Per i nostri amici italiani, "self-raising flour" è farina col lievito e sale già mescolati dentro.

Farina "00" (doppio zero) is a very soft fine Italian flour that is ideal for a lot of baking projects. I'd search it out while you're there as it can be difficult to locate outside of Italy if you don't live in a big city (ask Combie).


----------



## saraht

OK, so I can't get self-raising flour.  I'm still not sure what plain flour is in Italian.  I don't recall seeing 'farina normale' or 'semplice' on the supermarket shelves, but thanks for your help anyway!


----------



## ElaineG

saraht said:
			
		

> OK, so I can't get self-raising flour. I'm still not sure what plain flour is in Italian. I don't recall seeing 'farina normale' or 'semplice' on the supermarket shelves, but thanks for your help anyway!


 
Well, what do you mean by plain flour?  If you mean white flour made from wheat suitable for most purposes, I'd get "farina tipo 0" or "farina tipo 00."
Italian flour is graded, and I'm not aware of a product called "farina semplice."


----------



## Saoul

You are right Elaine! There is no such product! 
But in any shop, if you ask for "farina semplice" you can be sure you will not be given any maize, or wholemeal!

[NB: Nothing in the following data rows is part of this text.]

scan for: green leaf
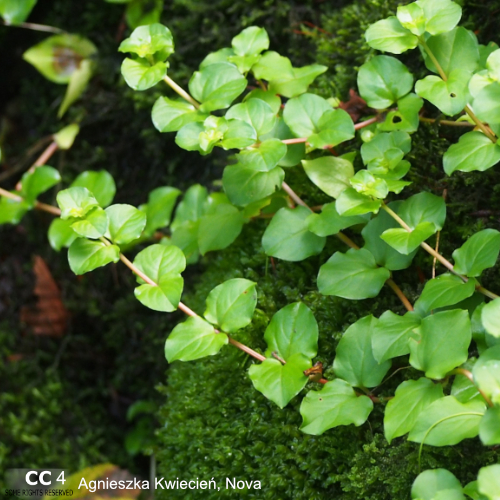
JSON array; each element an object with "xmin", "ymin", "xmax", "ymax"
[
  {"xmin": 452, "ymin": 229, "xmax": 500, "ymax": 276},
  {"xmin": 306, "ymin": 202, "xmax": 369, "ymax": 237},
  {"xmin": 381, "ymin": 221, "xmax": 435, "ymax": 254},
  {"xmin": 336, "ymin": 188, "xmax": 382, "ymax": 217},
  {"xmin": 414, "ymin": 273, "xmax": 476, "ymax": 315},
  {"xmin": 71, "ymin": 207, "xmax": 109, "ymax": 239},
  {"xmin": 411, "ymin": 469, "xmax": 465, "ymax": 500},
  {"xmin": 379, "ymin": 93, "xmax": 423, "ymax": 133},
  {"xmin": 20, "ymin": 166, "xmax": 60, "ymax": 204},
  {"xmin": 105, "ymin": 204, "xmax": 146, "ymax": 245},
  {"xmin": 262, "ymin": 206, "xmax": 326, "ymax": 261},
  {"xmin": 252, "ymin": 51, "xmax": 293, "ymax": 81},
  {"xmin": 408, "ymin": 396, "xmax": 485, "ymax": 445},
  {"xmin": 198, "ymin": 204, "xmax": 244, "ymax": 255},
  {"xmin": 56, "ymin": 187, "xmax": 100, "ymax": 220},
  {"xmin": 307, "ymin": 109, "xmax": 355, "ymax": 149},
  {"xmin": 409, "ymin": 310, "xmax": 471, "ymax": 379},
  {"xmin": 54, "ymin": 123, "xmax": 80, "ymax": 150},
  {"xmin": 300, "ymin": 379, "xmax": 373, "ymax": 435},
  {"xmin": 350, "ymin": 170, "xmax": 389, "ymax": 199},
  {"xmin": 71, "ymin": 170, "xmax": 116, "ymax": 208},
  {"xmin": 236, "ymin": 139, "xmax": 287, "ymax": 172},
  {"xmin": 226, "ymin": 98, "xmax": 276, "ymax": 137},
  {"xmin": 152, "ymin": 96, "xmax": 207, "ymax": 133},
  {"xmin": 362, "ymin": 203, "xmax": 417, "ymax": 271},
  {"xmin": 261, "ymin": 117, "xmax": 306, "ymax": 167},
  {"xmin": 452, "ymin": 360, "xmax": 482, "ymax": 404},
  {"xmin": 121, "ymin": 58, "xmax": 166, "ymax": 91},
  {"xmin": 479, "ymin": 406, "xmax": 500, "ymax": 445},
  {"xmin": 165, "ymin": 316, "xmax": 227, "ymax": 362},
  {"xmin": 175, "ymin": 122, "xmax": 205, "ymax": 153},
  {"xmin": 333, "ymin": 315, "xmax": 391, "ymax": 388},
  {"xmin": 204, "ymin": 278, "xmax": 257, "ymax": 333},
  {"xmin": 372, "ymin": 310, "xmax": 422, "ymax": 363},
  {"xmin": 48, "ymin": 218, "xmax": 78, "ymax": 251},
  {"xmin": 23, "ymin": 34, "xmax": 97, "ymax": 84},
  {"xmin": 301, "ymin": 156, "xmax": 354, "ymax": 199},
  {"xmin": 133, "ymin": 244, "xmax": 186, "ymax": 283},
  {"xmin": 478, "ymin": 464, "xmax": 500, "ymax": 499},
  {"xmin": 171, "ymin": 184, "xmax": 207, "ymax": 229},
  {"xmin": 443, "ymin": 131, "xmax": 500, "ymax": 175},
  {"xmin": 143, "ymin": 186, "xmax": 181, "ymax": 236},
  {"xmin": 385, "ymin": 378, "xmax": 444, "ymax": 444},
  {"xmin": 189, "ymin": 62, "xmax": 247, "ymax": 113},
  {"xmin": 58, "ymin": 59, "xmax": 93, "ymax": 118},
  {"xmin": 418, "ymin": 0, "xmax": 463, "ymax": 36},
  {"xmin": 472, "ymin": 346, "xmax": 500, "ymax": 406},
  {"xmin": 415, "ymin": 69, "xmax": 471, "ymax": 116},
  {"xmin": 317, "ymin": 248, "xmax": 390, "ymax": 299},
  {"xmin": 0, "ymin": 196, "xmax": 30, "ymax": 225},
  {"xmin": 424, "ymin": 27, "xmax": 479, "ymax": 76},
  {"xmin": 365, "ymin": 17, "xmax": 418, "ymax": 54},
  {"xmin": 220, "ymin": 119, "xmax": 257, "ymax": 150},
  {"xmin": 399, "ymin": 191, "xmax": 446, "ymax": 230},
  {"xmin": 118, "ymin": 24, "xmax": 174, "ymax": 59},
  {"xmin": 268, "ymin": 64, "xmax": 327, "ymax": 99},
  {"xmin": 361, "ymin": 131, "xmax": 411, "ymax": 164},
  {"xmin": 223, "ymin": 164, "xmax": 284, "ymax": 206},
  {"xmin": 199, "ymin": 47, "xmax": 234, "ymax": 69},
  {"xmin": 0, "ymin": 0, "xmax": 37, "ymax": 24},
  {"xmin": 125, "ymin": 0, "xmax": 162, "ymax": 30},
  {"xmin": 283, "ymin": 93, "xmax": 331, "ymax": 138},
  {"xmin": 264, "ymin": 302, "xmax": 318, "ymax": 360},
  {"xmin": 357, "ymin": 55, "xmax": 413, "ymax": 109},
  {"xmin": 134, "ymin": 273, "xmax": 184, "ymax": 312},
  {"xmin": 171, "ymin": 221, "xmax": 200, "ymax": 264},
  {"xmin": 232, "ymin": 26, "xmax": 269, "ymax": 56},
  {"xmin": 249, "ymin": 354, "xmax": 310, "ymax": 409},
  {"xmin": 471, "ymin": 82, "xmax": 500, "ymax": 124},
  {"xmin": 396, "ymin": 3, "xmax": 426, "ymax": 36},
  {"xmin": 463, "ymin": 481, "xmax": 488, "ymax": 500},
  {"xmin": 482, "ymin": 298, "xmax": 500, "ymax": 338},
  {"xmin": 68, "ymin": 238, "xmax": 120, "ymax": 275},
  {"xmin": 244, "ymin": 89, "xmax": 281, "ymax": 114}
]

I think that apart from some packages of "make your own pizza" you cannot find any self raising flour!


----------



## carrickp

Self-rising flour is mainly for "biscuits" (kind of like scones) in the U.S. "Farina" should get you what you want in Italy. If it has the word "integrale" on it, it probably will be whole wheat.


----------



## emma1968

ElaineG said:
			
		

> To tell you the truth, I don't recall ever seeing self-raising/rising flour in Italy. I think I looked for it once. But I lived in a small town so that would not be indicative.
> 
> Per i nostri amici italiani, "self-raising flour" è farina col lievito e sale già mescolati dentro.
> 
> Farina "00" (doppio zero) is a very soft fine Italian flour that is ideal for a lot of baking projects. I'd search it out while you're there as it can be difficult to locate outside of Italy if you don't live in a big city (ask Combie).

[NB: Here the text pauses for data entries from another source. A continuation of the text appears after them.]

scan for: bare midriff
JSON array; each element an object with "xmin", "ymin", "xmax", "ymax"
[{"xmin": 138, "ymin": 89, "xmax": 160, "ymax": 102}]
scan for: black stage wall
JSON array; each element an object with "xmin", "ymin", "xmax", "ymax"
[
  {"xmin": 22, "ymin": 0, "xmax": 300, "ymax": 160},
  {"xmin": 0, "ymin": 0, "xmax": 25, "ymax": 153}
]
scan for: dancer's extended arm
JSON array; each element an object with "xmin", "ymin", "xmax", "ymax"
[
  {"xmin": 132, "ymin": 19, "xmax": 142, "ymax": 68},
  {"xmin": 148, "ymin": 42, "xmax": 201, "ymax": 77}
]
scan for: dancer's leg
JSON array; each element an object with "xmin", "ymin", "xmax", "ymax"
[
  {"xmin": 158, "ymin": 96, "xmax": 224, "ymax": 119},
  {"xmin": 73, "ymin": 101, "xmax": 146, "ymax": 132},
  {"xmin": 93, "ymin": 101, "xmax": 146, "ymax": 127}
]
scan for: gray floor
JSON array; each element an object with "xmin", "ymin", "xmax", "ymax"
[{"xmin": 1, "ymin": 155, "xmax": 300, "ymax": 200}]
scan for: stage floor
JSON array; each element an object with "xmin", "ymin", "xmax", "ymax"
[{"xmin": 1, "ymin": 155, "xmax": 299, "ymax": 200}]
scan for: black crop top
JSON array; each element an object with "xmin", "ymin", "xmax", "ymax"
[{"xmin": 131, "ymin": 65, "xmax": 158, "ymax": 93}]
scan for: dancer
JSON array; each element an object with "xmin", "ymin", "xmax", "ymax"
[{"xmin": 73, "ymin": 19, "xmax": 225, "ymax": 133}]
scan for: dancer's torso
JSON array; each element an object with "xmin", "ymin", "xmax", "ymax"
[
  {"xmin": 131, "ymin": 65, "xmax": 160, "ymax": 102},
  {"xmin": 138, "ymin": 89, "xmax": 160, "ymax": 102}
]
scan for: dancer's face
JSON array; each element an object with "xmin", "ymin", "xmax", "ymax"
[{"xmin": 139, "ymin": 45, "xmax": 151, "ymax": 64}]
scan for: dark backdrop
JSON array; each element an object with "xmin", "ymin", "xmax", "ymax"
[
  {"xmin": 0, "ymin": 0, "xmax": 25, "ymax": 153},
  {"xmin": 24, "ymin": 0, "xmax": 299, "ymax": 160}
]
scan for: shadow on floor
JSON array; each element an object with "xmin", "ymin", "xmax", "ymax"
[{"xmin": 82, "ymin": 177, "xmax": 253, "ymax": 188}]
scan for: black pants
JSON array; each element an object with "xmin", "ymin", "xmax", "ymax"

Se come dice Elaine "self-raising flour" significa " farina col lievito e sale già incorporati" la nostra amica ha due possibilità :
1) comprare il prodotto per la preparazione istantanea della pizza. Questo viene venduto dalle più note marche alimentari e si trova in commercio in scatole contenenti anche il pomodoro.
2) andare in una pizzeria e comprare direttamente la pasta già lievitata


----------



## moodywop

Isn't "plain flour" used in AE? "Plain flour" is simply flour with no added baking powder - the opposite of "self-raising".

As Elaine suggested, "farina 00" is the equivalent of "plain flour". It is sometimes labelled as "farina per dolci" as opposed to "farina 0" which is used to make yeast-based dough for bread, "brioche" etc

"Self-raising" flour is indeed available in all supermarkets even in small towns(like mine). It's called "farina autolievitante". 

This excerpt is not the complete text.